Analytics can be done in cluster batches
After a month of beta Google have made global replication available to all Cloud Bigtable users, allowing data replication across a maximum of four clusters globally.
With global replication in Cloud Bigtable users can now copy data in four cluster across different global regions. Replicated Cloud Bigtable instances ensures that stored data has a higher resilience level in the unfortunate event of a region going offline.
Certain sectors such as finance and healthcare would be greatly impacted by regional or zonal failures and due to regulations in those industries companies affected could face regulatory penalties of some form.
Cloud Bigtable, run on Google’s Cloud Platform, is a wide column NoSQL databases that aims to operate at a consistent latency of 10ms or lower. At its core Bigtable is a distributed storage system for managing structured data. Google uses Bigtable to manage its own services such as Google Earth, Finance and Google Search.
The system is designed for large scale workloads allowing users to scale their database from gigabytes to petabytes without experiencing a significant drop in performance.
In Bigtable, with the now generally available replication function, replicated data can be made durable by repeating it across multiple clusters worldwide. Each cluster has to be located in a unique location such as a different region. This does mean that services will have reduce latency in that region if a company wishes to expand to a new market.
Sandy Ghai Product Manager at GCP wrote in a blog that: “Multi-region replication allows our AdTech users to locate their data close to their customers and to ad exchanges. This makes it easier to reduce end-to-end request latencies for ad bidding and personalization services, where custom advertisements and page content is served to website visitors in real time.”

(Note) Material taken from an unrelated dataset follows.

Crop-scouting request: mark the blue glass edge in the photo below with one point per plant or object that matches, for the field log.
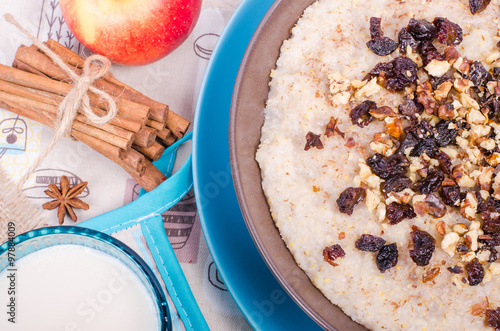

Cloud Bigtable Replication
A key advantage with replication is the ability to run a batch analytics task on data stored in a single cluster. While running analytics and performing numerous large reads on the data, plus a mix of read and writes, any applications accessing that data will experience a significant slowdown. Using replication one cluster can be chosen to run these analytics, while the rest are tasked with maintaining an uninterrupted service to clients.
In a Google whitepaper [PDF] detailing Bigtable its researcher note that: “Bigtable does not support a full relational data model; instead, it provides clients with a simple data model that supports dynamic control over data layout and format, and allows clients to reason about the locality properties of the data represented in the underlying storage.”
“Data is indexed using row and column names that can be arbitrary strings. Bigtable also treats data as uninterpreted strings, although clients often serialize various forms of structured and semi-structured data into these strings. Clients can control the locality of their data through careful choices in their schemas.”
The default setting for replication on Cloud Bigtable is ‘eventually consistent,’ which means that when a change is writing into a single cluster that change will eventually be replicated in all clusters at some point. Google state that: “If your instance is healthy, the delay for replication is typically a few seconds or minutes, not hours.”
Spotify is one of Googles larger clients using Bigtable, its chief architect Niklas Gustavsson commented that: “Spotify is a global business with a global user base. Being able to provide a great audio experience to our users is a key priority for us. With Cloud Bigtable clusters in Asia, Europe, and the United States, we’re able to get low-latency data access all over the world, enabling Spotify to provide a seamless experience for our users.”